![]() |
Dans la solitude des champs de coton
Bernard Maria Koltès
( Les Editions de Minuit 1986) |
La pièce commence par un malentendu, qui ne sera pas dissipé, entre "dealer" et « client » ( désignation de l’auteur que le second personnage ne semble pas accepter…)
L’un (le dealer) veut croire, ou faire croire que la présence de l'autre dans la rue à cette heure tardive est en soi l'aveu d'un désir. | |
L’autre (qui ne veut pas passer pour un client) revendique l'ingéniosité de son trajet nocturne : la liberté de passer simplement par là, et d'aller plus loin sans égard à ce que d'autres peuvent proposer. |
Le regard plein de sous-entendus du dealer est vécue par le promeneur comme une souillure :" sachez que ce qui me répugne le plus au monde c’est le regard de celui qui vous présume plein de plaisirs illicites et familier d'en avoir."
C'est l'occasion de superbes mises au point sur le regard.

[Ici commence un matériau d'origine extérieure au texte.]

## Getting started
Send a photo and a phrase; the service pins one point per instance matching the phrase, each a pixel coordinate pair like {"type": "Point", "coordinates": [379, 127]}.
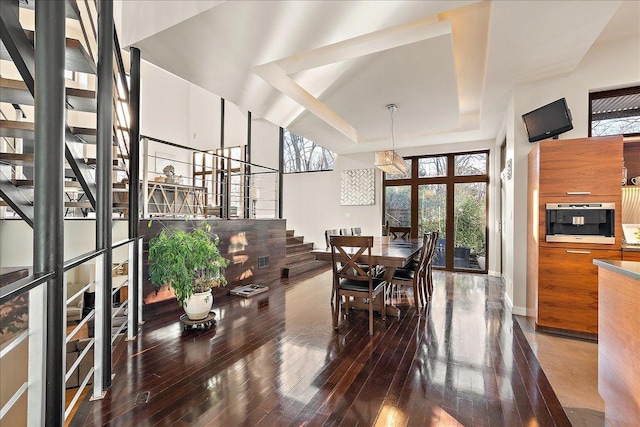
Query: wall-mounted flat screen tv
{"type": "Point", "coordinates": [548, 121]}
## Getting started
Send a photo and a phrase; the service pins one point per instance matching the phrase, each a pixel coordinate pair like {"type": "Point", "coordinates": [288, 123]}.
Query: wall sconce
{"type": "Point", "coordinates": [255, 195]}
{"type": "Point", "coordinates": [505, 175]}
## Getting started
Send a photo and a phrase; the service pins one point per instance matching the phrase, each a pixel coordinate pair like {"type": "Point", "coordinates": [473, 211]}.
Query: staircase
{"type": "Point", "coordinates": [299, 257]}
{"type": "Point", "coordinates": [17, 127]}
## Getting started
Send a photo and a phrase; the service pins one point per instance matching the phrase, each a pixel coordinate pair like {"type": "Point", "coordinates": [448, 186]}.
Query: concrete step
{"type": "Point", "coordinates": [300, 247]}
{"type": "Point", "coordinates": [294, 240]}
{"type": "Point", "coordinates": [299, 257]}
{"type": "Point", "coordinates": [298, 268]}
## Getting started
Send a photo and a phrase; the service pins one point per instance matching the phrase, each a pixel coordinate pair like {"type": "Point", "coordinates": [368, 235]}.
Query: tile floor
{"type": "Point", "coordinates": [571, 366]}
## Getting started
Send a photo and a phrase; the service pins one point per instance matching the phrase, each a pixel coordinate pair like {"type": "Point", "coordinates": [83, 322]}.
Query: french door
{"type": "Point", "coordinates": [447, 193]}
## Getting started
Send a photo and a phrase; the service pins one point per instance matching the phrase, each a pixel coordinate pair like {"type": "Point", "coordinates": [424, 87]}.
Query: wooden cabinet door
{"type": "Point", "coordinates": [581, 167]}
{"type": "Point", "coordinates": [568, 288]}
{"type": "Point", "coordinates": [631, 256]}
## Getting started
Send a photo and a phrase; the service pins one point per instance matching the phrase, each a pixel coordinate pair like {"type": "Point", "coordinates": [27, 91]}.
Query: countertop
{"type": "Point", "coordinates": [627, 268]}
{"type": "Point", "coordinates": [630, 248]}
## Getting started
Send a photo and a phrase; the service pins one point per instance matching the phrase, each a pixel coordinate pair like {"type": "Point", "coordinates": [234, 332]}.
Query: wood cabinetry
{"type": "Point", "coordinates": [580, 168]}
{"type": "Point", "coordinates": [630, 255]}
{"type": "Point", "coordinates": [562, 282]}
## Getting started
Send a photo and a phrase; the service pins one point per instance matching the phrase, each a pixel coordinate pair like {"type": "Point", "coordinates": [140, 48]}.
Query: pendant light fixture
{"type": "Point", "coordinates": [389, 161]}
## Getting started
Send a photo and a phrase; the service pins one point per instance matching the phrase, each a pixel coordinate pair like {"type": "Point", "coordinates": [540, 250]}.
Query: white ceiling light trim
{"type": "Point", "coordinates": [366, 45]}
{"type": "Point", "coordinates": [275, 75]}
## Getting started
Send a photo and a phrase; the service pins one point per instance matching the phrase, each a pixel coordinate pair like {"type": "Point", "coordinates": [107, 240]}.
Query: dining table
{"type": "Point", "coordinates": [386, 252]}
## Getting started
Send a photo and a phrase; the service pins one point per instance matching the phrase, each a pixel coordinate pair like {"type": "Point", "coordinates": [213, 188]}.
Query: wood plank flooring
{"type": "Point", "coordinates": [275, 360]}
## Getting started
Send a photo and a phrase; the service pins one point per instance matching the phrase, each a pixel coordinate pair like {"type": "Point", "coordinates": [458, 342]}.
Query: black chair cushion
{"type": "Point", "coordinates": [403, 274]}
{"type": "Point", "coordinates": [356, 285]}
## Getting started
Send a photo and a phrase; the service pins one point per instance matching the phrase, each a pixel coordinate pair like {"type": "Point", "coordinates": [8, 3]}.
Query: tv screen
{"type": "Point", "coordinates": [548, 121]}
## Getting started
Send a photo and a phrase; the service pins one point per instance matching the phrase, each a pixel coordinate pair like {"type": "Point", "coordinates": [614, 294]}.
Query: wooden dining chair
{"type": "Point", "coordinates": [426, 272]}
{"type": "Point", "coordinates": [328, 234]}
{"type": "Point", "coordinates": [350, 279]}
{"type": "Point", "coordinates": [411, 276]}
{"type": "Point", "coordinates": [400, 232]}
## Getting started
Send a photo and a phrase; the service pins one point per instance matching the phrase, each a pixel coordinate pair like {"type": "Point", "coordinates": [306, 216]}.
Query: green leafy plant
{"type": "Point", "coordinates": [188, 261]}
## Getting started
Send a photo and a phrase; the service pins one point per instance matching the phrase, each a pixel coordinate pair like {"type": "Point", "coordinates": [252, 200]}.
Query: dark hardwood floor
{"type": "Point", "coordinates": [275, 360]}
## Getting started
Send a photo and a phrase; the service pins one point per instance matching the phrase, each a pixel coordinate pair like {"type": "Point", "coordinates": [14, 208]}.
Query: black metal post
{"type": "Point", "coordinates": [280, 174]}
{"type": "Point", "coordinates": [104, 150]}
{"type": "Point", "coordinates": [248, 181]}
{"type": "Point", "coordinates": [224, 173]}
{"type": "Point", "coordinates": [134, 173]}
{"type": "Point", "coordinates": [48, 230]}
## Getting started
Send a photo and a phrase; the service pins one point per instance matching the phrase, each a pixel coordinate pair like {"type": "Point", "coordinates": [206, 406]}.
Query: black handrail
{"type": "Point", "coordinates": [122, 243]}
{"type": "Point", "coordinates": [79, 260]}
{"type": "Point", "coordinates": [24, 285]}
{"type": "Point", "coordinates": [184, 147]}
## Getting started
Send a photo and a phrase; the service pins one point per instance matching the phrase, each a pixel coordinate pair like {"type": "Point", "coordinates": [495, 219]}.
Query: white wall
{"type": "Point", "coordinates": [606, 66]}
{"type": "Point", "coordinates": [16, 240]}
{"type": "Point", "coordinates": [312, 201]}
{"type": "Point", "coordinates": [143, 18]}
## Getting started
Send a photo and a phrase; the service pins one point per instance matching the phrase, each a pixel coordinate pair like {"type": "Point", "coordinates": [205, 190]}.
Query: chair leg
{"type": "Point", "coordinates": [336, 311]}
{"type": "Point", "coordinates": [416, 293]}
{"type": "Point", "coordinates": [384, 305]}
{"type": "Point", "coordinates": [370, 314]}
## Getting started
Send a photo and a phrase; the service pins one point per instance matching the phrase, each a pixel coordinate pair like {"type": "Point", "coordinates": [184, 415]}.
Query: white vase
{"type": "Point", "coordinates": [197, 306]}
{"type": "Point", "coordinates": [481, 261]}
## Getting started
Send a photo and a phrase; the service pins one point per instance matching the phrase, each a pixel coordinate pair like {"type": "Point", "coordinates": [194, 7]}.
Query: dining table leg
{"type": "Point", "coordinates": [392, 310]}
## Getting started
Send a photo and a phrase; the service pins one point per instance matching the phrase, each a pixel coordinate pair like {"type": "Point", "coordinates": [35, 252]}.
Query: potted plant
{"type": "Point", "coordinates": [189, 262]}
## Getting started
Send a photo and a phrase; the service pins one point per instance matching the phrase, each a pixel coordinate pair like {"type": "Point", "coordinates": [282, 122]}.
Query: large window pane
{"type": "Point", "coordinates": [432, 215]}
{"type": "Point", "coordinates": [432, 167]}
{"type": "Point", "coordinates": [615, 112]}
{"type": "Point", "coordinates": [397, 206]}
{"type": "Point", "coordinates": [390, 176]}
{"type": "Point", "coordinates": [303, 155]}
{"type": "Point", "coordinates": [470, 219]}
{"type": "Point", "coordinates": [471, 164]}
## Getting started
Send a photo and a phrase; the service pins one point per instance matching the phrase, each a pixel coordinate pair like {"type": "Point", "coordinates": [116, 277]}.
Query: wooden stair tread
{"type": "Point", "coordinates": [70, 10]}
{"type": "Point", "coordinates": [76, 56]}
{"type": "Point", "coordinates": [87, 134]}
{"type": "Point", "coordinates": [16, 92]}
{"type": "Point", "coordinates": [16, 129]}
{"type": "Point", "coordinates": [16, 158]}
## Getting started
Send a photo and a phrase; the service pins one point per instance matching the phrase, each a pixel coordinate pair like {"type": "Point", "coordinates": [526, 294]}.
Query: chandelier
{"type": "Point", "coordinates": [389, 161]}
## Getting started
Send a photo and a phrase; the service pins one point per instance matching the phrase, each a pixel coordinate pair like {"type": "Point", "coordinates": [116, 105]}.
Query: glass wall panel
{"type": "Point", "coordinates": [397, 206]}
{"type": "Point", "coordinates": [471, 164]}
{"type": "Point", "coordinates": [470, 222]}
{"type": "Point", "coordinates": [432, 215]}
{"type": "Point", "coordinates": [432, 167]}
{"type": "Point", "coordinates": [389, 176]}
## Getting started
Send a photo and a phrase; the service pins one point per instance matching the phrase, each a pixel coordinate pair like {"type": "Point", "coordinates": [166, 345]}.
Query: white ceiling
{"type": "Point", "coordinates": [327, 69]}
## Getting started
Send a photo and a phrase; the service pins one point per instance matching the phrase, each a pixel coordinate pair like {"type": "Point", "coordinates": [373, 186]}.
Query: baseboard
{"type": "Point", "coordinates": [508, 302]}
{"type": "Point", "coordinates": [518, 311]}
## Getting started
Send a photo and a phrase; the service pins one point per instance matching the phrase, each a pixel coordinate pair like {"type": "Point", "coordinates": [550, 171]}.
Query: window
{"type": "Point", "coordinates": [447, 193]}
{"type": "Point", "coordinates": [302, 155]}
{"type": "Point", "coordinates": [615, 112]}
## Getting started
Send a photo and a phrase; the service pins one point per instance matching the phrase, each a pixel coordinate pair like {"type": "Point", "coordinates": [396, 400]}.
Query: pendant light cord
{"type": "Point", "coordinates": [392, 108]}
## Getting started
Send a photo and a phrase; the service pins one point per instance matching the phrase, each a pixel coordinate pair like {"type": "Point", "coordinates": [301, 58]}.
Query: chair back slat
{"type": "Point", "coordinates": [349, 254]}
{"type": "Point", "coordinates": [329, 233]}
{"type": "Point", "coordinates": [400, 232]}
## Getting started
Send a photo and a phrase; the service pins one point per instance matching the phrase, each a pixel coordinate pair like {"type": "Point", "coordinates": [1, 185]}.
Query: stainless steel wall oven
{"type": "Point", "coordinates": [580, 222]}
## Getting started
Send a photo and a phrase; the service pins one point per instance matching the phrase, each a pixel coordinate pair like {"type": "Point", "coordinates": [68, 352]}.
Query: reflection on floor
{"type": "Point", "coordinates": [276, 360]}
{"type": "Point", "coordinates": [571, 365]}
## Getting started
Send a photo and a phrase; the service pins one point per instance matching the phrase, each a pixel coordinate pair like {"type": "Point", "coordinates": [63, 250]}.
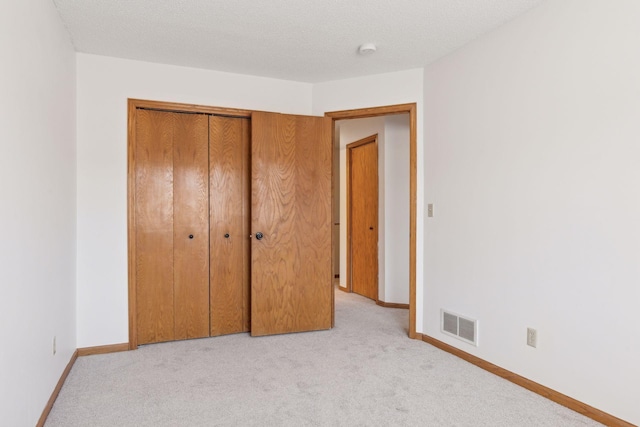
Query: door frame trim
{"type": "Point", "coordinates": [372, 139]}
{"type": "Point", "coordinates": [132, 106]}
{"type": "Point", "coordinates": [410, 108]}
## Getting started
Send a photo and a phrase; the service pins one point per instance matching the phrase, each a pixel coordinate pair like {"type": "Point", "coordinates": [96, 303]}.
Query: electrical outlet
{"type": "Point", "coordinates": [532, 337]}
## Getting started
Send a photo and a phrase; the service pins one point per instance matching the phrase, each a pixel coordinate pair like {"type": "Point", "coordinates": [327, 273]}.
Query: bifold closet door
{"type": "Point", "coordinates": [291, 277]}
{"type": "Point", "coordinates": [229, 224]}
{"type": "Point", "coordinates": [172, 226]}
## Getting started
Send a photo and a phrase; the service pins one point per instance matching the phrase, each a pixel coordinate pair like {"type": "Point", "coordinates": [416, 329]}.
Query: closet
{"type": "Point", "coordinates": [229, 222]}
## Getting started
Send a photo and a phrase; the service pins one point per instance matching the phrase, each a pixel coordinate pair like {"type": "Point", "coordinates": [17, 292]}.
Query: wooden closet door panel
{"type": "Point", "coordinates": [364, 219]}
{"type": "Point", "coordinates": [291, 277]}
{"type": "Point", "coordinates": [229, 224]}
{"type": "Point", "coordinates": [154, 226]}
{"type": "Point", "coordinates": [191, 225]}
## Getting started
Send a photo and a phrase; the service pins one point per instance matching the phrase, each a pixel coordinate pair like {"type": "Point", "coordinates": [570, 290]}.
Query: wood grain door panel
{"type": "Point", "coordinates": [363, 201]}
{"type": "Point", "coordinates": [229, 224]}
{"type": "Point", "coordinates": [154, 226]}
{"type": "Point", "coordinates": [191, 225]}
{"type": "Point", "coordinates": [291, 277]}
{"type": "Point", "coordinates": [171, 204]}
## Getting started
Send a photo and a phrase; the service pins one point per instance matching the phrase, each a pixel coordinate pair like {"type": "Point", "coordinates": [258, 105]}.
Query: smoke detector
{"type": "Point", "coordinates": [367, 49]}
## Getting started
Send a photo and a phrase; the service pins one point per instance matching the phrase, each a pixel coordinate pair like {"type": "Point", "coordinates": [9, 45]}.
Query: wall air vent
{"type": "Point", "coordinates": [461, 327]}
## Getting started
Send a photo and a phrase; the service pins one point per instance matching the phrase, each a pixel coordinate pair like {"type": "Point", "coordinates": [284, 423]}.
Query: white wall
{"type": "Point", "coordinates": [37, 171]}
{"type": "Point", "coordinates": [532, 145]}
{"type": "Point", "coordinates": [393, 200]}
{"type": "Point", "coordinates": [380, 90]}
{"type": "Point", "coordinates": [104, 84]}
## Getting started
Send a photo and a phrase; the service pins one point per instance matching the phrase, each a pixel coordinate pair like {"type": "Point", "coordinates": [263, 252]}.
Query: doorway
{"type": "Point", "coordinates": [362, 217]}
{"type": "Point", "coordinates": [411, 167]}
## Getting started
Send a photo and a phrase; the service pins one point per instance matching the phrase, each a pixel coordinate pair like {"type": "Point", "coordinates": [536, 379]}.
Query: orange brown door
{"type": "Point", "coordinates": [172, 226]}
{"type": "Point", "coordinates": [362, 201]}
{"type": "Point", "coordinates": [291, 276]}
{"type": "Point", "coordinates": [229, 224]}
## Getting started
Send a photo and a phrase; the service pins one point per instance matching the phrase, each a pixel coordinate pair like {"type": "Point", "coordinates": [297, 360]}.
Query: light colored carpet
{"type": "Point", "coordinates": [365, 372]}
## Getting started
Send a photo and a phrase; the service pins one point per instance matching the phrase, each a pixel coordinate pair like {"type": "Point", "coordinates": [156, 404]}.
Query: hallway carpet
{"type": "Point", "coordinates": [364, 372]}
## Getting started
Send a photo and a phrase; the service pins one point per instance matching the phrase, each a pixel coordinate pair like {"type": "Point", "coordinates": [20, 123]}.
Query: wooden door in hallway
{"type": "Point", "coordinates": [171, 226]}
{"type": "Point", "coordinates": [291, 275]}
{"type": "Point", "coordinates": [362, 206]}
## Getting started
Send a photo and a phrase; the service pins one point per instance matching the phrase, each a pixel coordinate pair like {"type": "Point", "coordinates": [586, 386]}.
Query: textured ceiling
{"type": "Point", "coordinates": [303, 40]}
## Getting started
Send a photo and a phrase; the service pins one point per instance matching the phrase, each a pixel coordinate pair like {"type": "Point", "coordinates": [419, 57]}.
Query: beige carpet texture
{"type": "Point", "coordinates": [364, 372]}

Page 22 : " Si toutefois je l’ai fait, sachez que j'aurai désiré ne pas vous avoir regardé. Le regard se promène et se pose et croit être en terrain neutre et libre, comme une abeille dans un champ de fleurs, comme le museau d'une vache dans l'espace clôturé d'une prairie. Mais que faire de son regard? Regarder vers le ciel me rend nostalgique et fixer le sol m’attriste…;[regarder derrière soi n'est pas plus satisfaisant]... Alors il faut bien regarder devant soi à sa hauteur… » On finit toujours fatalement par tomber sur quelqu’un…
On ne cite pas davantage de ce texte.